Pedestrian Group Channel 9
05 Cue Audio: audio marketing

Youngest copywriter in the company's history. I was seventeen.

Eight scripts a day. Luxury houses, national banks, car dealerships, all before lunch.

In 2017, I joined Cue Audio, the largest audio-marketing company in Asia-Pacific, as their youngest-ever copywriter. Not the youngest at the time. The youngest in the company's history.

The work was deceptively simple: write phone hold scripts for brands. The reality was eight scripts a day, across wildly different registers. A luxury house next to a Mazda dealership. A global bank beside a local hotel chain. Switching registers at that volume, without slipping, is the skill that actually stuck.

I also voiced the scripts I wrote, which added a constraint most copy doesn't have: if you can't read it in one natural breath, it isn't done yet.

Eight scripts a day strips out any tendency toward preciousness. You stop overwriting. The compression becomes permanent.
Cue Audio, 2017
NAB Nissan Telstra Mazda Commonwealth Bank Mont Blanc + hundreds more
06 Strategy, nonprofit & digital

When the writing has to do more than sound good.

The later phase of the career arc moved from pure writing into writing with strategic intent: copy that's optimised, positioned, or attached to a communications objective. Different muscle, same foundation.

2019
Minderoo Foundation: One of Australia's largest philanthropic organisations. Led copy for a full site-wide rebrand and strategic communications overhaul. Completed ahead of schedule.
2021
Dilate Digital: SEO copywriting and web copy across a wide client range. Writing that has to rank without sounding like it's trying to rank.
2021
Foodher: Full content suite for a food delivery startup launch: website copy, all marketing materials, brand voice from scratch.
2025–26
Sparq.Fun (AI startup): Landing pages, in-app copy, ad copy, social, PR releases. Translating complex AI concepts into language that reads as an invitation, not a specification.
07 Freelance era, 2016 to present

Luxury in the morning. A whisky distillery by afternoon.

The freelance thread running through all of this covers an intentionally wide spread. Balenciaga-level copy and a small wine brand run by someone who named their product after a situation. Hilton Hotels and an independent artist with a big vision and a small budget.

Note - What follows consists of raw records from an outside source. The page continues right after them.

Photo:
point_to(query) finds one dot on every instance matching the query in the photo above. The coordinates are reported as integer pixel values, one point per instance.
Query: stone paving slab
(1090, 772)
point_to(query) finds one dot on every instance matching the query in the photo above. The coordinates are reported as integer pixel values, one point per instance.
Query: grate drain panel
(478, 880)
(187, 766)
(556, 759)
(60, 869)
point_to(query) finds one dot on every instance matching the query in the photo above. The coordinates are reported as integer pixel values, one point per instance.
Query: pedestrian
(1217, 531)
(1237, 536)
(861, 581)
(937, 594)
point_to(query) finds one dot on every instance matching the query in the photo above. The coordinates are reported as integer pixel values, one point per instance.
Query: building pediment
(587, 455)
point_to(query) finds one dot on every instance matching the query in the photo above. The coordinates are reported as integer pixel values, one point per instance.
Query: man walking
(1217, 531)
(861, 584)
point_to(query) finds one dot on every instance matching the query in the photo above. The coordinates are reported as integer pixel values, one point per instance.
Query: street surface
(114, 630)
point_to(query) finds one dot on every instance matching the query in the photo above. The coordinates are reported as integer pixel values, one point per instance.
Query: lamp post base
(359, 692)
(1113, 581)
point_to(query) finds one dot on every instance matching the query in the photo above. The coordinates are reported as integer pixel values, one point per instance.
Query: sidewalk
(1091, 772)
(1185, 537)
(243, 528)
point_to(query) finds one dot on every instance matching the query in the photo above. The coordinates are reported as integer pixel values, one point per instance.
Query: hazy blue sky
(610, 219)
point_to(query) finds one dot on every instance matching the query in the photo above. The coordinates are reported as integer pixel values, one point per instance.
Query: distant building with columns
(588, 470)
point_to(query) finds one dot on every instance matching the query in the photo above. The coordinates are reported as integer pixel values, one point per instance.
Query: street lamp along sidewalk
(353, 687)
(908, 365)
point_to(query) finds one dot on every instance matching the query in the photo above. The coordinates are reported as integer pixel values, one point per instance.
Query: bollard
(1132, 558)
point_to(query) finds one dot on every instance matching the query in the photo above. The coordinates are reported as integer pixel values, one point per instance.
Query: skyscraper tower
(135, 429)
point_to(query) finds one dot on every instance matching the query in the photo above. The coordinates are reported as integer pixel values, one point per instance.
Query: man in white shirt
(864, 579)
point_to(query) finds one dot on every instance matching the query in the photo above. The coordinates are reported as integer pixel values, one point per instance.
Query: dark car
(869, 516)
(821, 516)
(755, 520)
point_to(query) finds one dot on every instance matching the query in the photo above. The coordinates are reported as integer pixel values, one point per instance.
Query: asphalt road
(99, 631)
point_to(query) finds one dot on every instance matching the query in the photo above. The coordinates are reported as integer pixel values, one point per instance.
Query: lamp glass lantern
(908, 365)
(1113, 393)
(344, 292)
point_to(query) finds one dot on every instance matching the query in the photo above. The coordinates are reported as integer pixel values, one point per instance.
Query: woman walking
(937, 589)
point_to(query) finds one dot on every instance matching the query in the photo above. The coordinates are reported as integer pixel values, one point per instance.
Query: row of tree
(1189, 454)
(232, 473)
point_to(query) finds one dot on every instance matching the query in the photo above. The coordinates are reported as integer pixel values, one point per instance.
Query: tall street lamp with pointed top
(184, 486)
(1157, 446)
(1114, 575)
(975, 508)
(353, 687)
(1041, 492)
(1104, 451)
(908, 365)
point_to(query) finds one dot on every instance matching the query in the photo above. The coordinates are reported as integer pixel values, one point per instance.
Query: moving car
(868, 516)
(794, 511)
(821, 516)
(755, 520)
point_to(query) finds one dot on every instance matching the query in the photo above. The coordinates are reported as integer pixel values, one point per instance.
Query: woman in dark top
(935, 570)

Rolls Royce and Illegal Tender Distilling Co., which is the most fun brand name in the southern hemisphere.

The range is the point. A writer who can only work in one register has a ceiling. The ability to find the right voice for the brief, and hold it without slipping, is what makes the work worth commissioning.

Balenciaga Hilton Hotels Rolls Royce Illegal Tender Distilling Co. Tate Wine Artists & independents AI startups Small businesses with big dreams
08 What people say
"
"Hannah is uniquely embedded in niche humour segments and culture and able to quickly monitor and adapt to trends in a way that most other traditional marketing managers cannot. I would still find a role for her to oversee and grow social with her skills in social listening, trend watching, and her ability to adapt on the fly and create content that truly breaks through."